The extent of voter misinformation about the carbon price has also been revealed in a remarkable set of answers on questions about the carbon price.
Support for the carbon price has fallen since November, with 35% of voters supporting it, down 3 points since November, and opposition up 1 point to 54%, the highest level of net opposition since the scheme was announced. 45% of voters believe it will increase the cost of living “a lot”, despite the CPI impact estimated to be 0.7%. 67% believe it will increase energy prices “a lot”; 53% expect it will increase fuel prices a lot (in fact it will have no impact on petrol prices for motorists); 41% say it will increase grocery prices a lot; and 31% even believe it will increase unemployment a lot (32% believe unemployment will remain about the same), while 22% believe it will increase interest rates (38% believe interest rates will remain much the same).
However, partisanship plays a key role in perceptions of the impact of the carbon price – Liberal voters are far more likely to believe the carbon price will have a large impact, with 62% of Liberal voters thinking it will cause costs to increase a lot.
Voters, however, are more evenly divided on whether Tony Abbott will repeal the carbon price once elected, as he was sworn a “blood oath” to do. 44% believe he is likely to repeal but 40% do not; Labor and Liberal voters are polarised on the issue but Greens voters are almost perfectly split, 42-41%.
The results could (generously) be interpeted as a positive for Labor, with voters plainly expecting dramatic changes after 1 July, and therefore likely to be pleasantly surprised once the introduction of the carbon price comes and goes without drama. They may also account for why voters are relatively cautious in their consumer spending currently.
On voting intention, there was no change from last week: Coalition 49%, Labor 33% and Greens 10%, for a 2PP outcome of 56-44%. The sample size was 1,000 respondents.
Most people are comparing the carbon tax with the GST. Hence why they believe the prices of goods will go up (especially in regards to electricity and food), which they will, at least in the short run.
0.7% additional increase in CPI might not sound like much, but that isn’t an extra 0.7% of the CPI (i.e CPI*1.007), but 0.7%+CPI. When the CPI is running at 1.6% at the moment, that’s almost a 43% increase, not a 0.7% increase. It will have an effect on prices, any way you look at it.
The logical progression from this is that the increased inflation will result in the Reserve lifting interest rates to slow it down (which the RBA did as a response to the introduction of the GST). This would definitely be the case if inflation was at norm (3-4%), but may not necessarily be the case with inflation pretty low at the moment and a weakness in the global economy.
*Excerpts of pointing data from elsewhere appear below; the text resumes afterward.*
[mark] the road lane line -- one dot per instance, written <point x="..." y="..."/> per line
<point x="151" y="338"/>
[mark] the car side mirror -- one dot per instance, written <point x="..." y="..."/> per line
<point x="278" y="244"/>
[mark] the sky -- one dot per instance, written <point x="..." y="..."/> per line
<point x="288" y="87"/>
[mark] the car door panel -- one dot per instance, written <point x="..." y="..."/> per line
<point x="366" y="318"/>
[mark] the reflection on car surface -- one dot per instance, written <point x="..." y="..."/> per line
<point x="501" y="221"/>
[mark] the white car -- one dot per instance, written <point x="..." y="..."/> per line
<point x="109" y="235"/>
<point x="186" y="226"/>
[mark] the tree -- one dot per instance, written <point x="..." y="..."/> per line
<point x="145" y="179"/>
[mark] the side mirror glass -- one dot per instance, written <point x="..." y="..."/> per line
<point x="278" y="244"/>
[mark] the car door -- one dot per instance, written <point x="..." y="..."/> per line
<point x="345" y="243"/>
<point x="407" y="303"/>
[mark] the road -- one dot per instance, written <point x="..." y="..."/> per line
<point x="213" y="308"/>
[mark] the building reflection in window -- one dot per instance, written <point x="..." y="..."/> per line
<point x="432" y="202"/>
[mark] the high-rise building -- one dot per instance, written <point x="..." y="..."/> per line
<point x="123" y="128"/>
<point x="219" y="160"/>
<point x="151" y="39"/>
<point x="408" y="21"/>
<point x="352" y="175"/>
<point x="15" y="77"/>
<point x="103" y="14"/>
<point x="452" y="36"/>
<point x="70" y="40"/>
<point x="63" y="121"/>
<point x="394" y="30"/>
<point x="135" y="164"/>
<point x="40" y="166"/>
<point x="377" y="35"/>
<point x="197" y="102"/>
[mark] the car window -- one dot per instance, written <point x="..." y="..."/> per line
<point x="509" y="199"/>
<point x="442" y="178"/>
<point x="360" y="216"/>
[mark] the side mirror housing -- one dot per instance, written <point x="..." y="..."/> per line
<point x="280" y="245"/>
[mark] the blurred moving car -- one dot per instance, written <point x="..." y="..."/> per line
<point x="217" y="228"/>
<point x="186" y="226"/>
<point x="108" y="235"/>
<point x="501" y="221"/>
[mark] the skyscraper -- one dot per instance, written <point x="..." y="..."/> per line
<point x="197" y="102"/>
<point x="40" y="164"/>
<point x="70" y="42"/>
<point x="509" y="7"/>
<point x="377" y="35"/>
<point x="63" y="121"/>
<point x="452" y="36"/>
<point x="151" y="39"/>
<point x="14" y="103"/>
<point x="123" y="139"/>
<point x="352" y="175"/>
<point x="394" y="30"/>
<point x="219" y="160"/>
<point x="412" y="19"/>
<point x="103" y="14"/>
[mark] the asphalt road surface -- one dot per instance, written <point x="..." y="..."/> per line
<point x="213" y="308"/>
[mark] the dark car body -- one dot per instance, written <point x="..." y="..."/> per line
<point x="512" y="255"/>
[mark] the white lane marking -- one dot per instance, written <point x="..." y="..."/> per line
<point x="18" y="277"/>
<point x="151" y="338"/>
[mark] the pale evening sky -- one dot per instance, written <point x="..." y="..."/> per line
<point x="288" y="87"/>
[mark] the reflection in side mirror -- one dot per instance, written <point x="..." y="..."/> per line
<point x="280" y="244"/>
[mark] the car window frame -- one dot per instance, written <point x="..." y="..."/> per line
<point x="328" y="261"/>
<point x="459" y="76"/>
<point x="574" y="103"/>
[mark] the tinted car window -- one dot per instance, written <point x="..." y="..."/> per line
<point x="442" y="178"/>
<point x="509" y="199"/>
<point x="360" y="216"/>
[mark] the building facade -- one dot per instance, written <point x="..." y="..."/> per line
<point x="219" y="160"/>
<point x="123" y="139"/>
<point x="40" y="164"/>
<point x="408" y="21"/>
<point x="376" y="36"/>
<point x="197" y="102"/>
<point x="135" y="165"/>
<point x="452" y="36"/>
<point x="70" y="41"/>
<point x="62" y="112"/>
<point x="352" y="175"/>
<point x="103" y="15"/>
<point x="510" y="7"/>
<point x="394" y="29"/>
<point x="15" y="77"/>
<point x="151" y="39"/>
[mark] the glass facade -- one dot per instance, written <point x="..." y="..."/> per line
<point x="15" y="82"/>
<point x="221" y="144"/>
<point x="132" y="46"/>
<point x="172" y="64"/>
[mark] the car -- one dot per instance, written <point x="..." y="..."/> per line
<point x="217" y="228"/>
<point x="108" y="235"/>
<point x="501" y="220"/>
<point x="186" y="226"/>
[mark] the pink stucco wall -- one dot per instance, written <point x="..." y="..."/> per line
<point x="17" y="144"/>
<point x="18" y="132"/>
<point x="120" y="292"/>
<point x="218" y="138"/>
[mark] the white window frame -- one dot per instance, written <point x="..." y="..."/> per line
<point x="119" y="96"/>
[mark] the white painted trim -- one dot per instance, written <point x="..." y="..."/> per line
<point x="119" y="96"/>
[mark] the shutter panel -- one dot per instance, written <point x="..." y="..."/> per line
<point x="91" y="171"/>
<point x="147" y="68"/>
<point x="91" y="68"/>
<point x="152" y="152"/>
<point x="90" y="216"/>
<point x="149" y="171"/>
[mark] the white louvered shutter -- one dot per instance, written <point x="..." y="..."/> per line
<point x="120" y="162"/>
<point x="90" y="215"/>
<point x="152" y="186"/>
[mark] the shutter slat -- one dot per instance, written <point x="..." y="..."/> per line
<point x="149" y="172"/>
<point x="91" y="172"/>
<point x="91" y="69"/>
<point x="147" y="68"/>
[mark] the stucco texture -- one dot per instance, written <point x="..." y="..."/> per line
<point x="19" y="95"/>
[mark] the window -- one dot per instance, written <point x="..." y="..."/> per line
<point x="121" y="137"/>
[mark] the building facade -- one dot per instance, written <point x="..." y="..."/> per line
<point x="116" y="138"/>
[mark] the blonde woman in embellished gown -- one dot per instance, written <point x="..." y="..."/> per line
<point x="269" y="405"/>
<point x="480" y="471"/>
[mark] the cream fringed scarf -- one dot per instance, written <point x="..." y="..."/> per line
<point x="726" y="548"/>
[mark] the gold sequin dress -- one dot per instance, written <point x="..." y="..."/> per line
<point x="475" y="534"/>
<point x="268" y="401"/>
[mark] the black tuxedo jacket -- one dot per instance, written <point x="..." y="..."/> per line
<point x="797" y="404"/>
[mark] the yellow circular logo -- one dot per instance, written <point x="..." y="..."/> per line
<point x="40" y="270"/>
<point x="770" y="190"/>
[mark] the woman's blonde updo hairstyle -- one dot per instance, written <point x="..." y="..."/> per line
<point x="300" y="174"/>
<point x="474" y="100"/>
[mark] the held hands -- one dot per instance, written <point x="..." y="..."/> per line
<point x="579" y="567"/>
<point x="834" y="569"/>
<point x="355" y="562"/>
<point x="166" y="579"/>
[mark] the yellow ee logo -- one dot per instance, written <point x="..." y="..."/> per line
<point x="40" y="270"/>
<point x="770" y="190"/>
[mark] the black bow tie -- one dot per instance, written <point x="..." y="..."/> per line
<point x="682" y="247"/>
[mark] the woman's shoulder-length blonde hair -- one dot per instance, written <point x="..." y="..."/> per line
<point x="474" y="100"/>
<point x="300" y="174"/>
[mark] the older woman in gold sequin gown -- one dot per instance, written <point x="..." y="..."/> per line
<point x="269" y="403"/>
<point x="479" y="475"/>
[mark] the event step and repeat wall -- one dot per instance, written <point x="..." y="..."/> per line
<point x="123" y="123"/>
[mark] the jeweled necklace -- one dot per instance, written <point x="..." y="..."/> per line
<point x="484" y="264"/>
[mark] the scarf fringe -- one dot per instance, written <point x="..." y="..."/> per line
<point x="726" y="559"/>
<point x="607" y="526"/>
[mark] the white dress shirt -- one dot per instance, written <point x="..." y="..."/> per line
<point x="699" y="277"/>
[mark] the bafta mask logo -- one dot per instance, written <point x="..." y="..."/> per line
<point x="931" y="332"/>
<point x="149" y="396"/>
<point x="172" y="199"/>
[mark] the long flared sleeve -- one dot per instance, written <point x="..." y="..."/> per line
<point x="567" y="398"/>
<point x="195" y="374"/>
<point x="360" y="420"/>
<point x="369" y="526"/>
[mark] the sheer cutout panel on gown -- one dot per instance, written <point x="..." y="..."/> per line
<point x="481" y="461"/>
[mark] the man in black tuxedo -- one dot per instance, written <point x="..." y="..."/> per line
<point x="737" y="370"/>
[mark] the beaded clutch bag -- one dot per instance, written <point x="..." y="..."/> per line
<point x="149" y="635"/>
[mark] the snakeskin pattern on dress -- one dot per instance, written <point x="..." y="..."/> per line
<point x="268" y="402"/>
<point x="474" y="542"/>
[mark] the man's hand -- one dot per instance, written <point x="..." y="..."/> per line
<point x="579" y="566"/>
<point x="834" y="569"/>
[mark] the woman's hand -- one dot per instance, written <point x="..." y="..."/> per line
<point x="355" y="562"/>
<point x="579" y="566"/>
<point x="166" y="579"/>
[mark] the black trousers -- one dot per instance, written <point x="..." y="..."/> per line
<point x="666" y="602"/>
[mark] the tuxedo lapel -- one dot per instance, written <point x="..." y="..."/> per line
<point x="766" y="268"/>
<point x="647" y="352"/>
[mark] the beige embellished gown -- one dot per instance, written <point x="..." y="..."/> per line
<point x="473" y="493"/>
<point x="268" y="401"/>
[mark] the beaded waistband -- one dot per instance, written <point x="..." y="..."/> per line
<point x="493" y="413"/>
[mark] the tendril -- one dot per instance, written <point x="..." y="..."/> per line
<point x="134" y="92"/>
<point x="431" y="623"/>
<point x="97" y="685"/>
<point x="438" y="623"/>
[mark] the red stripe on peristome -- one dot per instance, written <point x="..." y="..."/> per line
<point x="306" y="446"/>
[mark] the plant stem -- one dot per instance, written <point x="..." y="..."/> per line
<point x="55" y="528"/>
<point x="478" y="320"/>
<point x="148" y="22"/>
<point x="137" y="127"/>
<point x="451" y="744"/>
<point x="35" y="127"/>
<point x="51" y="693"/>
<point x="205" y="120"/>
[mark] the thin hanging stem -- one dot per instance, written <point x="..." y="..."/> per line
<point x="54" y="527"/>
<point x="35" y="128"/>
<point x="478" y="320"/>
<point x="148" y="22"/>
As for unemployment and fuel prices…well the laws of unintended consequences might apply here. If oil refinery companies are paying the carbon tax, they may pass it on through increased wholesale prices and petrol retailers may also increase prices at the bowser to compensate.
Unemployment is harder to judge, but all depends if the carbon tax affects economic growth. If it does, and I believe it will in the short run, it will increase unemployment (in the first 1-2 years). In the medium to long run, Treasury believes that growth will not be that affected, so employment should come back.
So the responses are not that surprising in my opinion. I’m pretty bearish myself about the carbon tax. Might have been a different story if it went straight to a ETS (as it would come in at a lower price), but at $23 a tonne, it is going to hurt a bit.
The laws of unintended consequences are always a worry when a completely new and expansive system is introduced. It appears that it has been “locked up” with the effect that desirable fine-tuning might be difficult.
I appears to me that two parties like it. The Greens because it will enable them to capture more of the traditional Labor vote. The Coalition because it is so complex that it is a vote gift to them.
I am still concerned with the nasty effects of the carbon price on Black Caviar.